Part I provides the context for the research. The conduct
of the study is reported, and the methods used (participant
observation, interviews and self-administered questionnaire) are
discussed. The medical school, the undergraduate curriculum and
the work of the fourth (first clinical) year are also outlined.
Part II examines two major concepts - 'student culture' and
'professional segmentation'. The variety of medical and educational
experiences that students encounter, and the students' understandings
of segmentation within the medical school are examined. This part of
the thesis also explores how students use their understanding of such
diversity in organizing their own careers in the medical school. The
argument is also illustrated with case studies of individual clinical
attachments.
Part III is focused on the social Interaction of clinical
teaching - between doctors, students and patients. The management of
clinical information in such encounters is discussed. The argument
proceeds with a consideration of theconditions for the successful
accomplishment of bedside teaching, and of contingencies which can
undermine such accomplishment.
Part IV develops the analysis begun in Parts II and III.

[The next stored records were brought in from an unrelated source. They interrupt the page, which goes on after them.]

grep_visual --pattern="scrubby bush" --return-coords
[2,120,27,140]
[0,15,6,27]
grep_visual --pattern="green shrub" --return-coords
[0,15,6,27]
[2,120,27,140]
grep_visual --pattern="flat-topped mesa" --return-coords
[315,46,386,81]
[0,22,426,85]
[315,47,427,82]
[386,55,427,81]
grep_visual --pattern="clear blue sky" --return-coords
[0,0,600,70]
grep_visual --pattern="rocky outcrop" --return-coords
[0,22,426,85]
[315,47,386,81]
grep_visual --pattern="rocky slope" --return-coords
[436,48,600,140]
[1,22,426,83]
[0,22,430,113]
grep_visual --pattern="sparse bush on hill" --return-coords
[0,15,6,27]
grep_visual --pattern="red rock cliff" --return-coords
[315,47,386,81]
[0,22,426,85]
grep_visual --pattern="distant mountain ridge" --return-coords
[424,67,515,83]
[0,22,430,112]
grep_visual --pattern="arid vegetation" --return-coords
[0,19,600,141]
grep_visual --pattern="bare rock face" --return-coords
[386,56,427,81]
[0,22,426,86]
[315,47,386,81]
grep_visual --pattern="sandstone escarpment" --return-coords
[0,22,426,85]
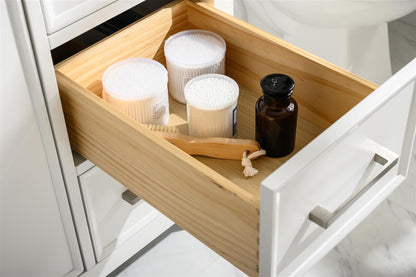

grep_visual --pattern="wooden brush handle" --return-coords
[154,131,260,160]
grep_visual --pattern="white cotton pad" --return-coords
[185,74,239,138]
[102,58,169,125]
[164,30,226,103]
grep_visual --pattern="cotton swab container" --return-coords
[185,74,239,138]
[102,58,169,125]
[164,30,226,103]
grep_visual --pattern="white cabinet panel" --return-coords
[41,0,116,34]
[260,59,416,276]
[0,1,79,276]
[79,167,164,262]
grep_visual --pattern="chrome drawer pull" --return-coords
[121,190,141,206]
[309,148,399,229]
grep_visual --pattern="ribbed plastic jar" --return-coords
[185,74,239,138]
[164,30,226,103]
[102,58,169,125]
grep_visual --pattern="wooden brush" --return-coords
[144,125,260,160]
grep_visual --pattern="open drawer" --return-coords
[56,1,416,276]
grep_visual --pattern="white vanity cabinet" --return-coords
[14,0,416,276]
[40,0,144,48]
[74,153,173,276]
[0,0,83,276]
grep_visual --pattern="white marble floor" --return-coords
[111,10,416,277]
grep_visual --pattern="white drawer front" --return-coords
[79,167,162,262]
[260,59,416,276]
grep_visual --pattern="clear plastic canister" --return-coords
[102,58,169,125]
[164,30,226,103]
[185,74,239,138]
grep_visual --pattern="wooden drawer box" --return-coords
[56,1,416,276]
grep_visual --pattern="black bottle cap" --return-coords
[260,73,295,98]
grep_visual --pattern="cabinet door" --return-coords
[0,0,82,276]
[260,59,416,276]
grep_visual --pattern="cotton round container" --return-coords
[185,74,239,138]
[164,30,226,103]
[102,58,169,125]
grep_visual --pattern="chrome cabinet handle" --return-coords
[121,190,141,206]
[309,147,399,229]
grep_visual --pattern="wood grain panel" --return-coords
[56,1,188,87]
[188,2,377,128]
[56,72,259,276]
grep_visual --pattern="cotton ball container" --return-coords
[102,58,169,125]
[164,30,226,103]
[185,74,239,138]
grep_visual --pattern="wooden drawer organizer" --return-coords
[56,1,376,276]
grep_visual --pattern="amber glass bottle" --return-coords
[256,74,298,157]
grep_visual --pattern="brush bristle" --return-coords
[142,124,179,133]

The management of medical knowledge is analysed further: the
'classic case', 'clinical experience' and clinicians' appeals to
indeterminate knowledge are documented. These topics are linked
with the theme of Part II, as it is argued that divergencies in
personal knowledge are grounded in processes of segmentation in
the medical profession and the medical school. Thus the themes
of 'professional segmentation' and 'clinical experience' are reunited in the concluding section of the thesis.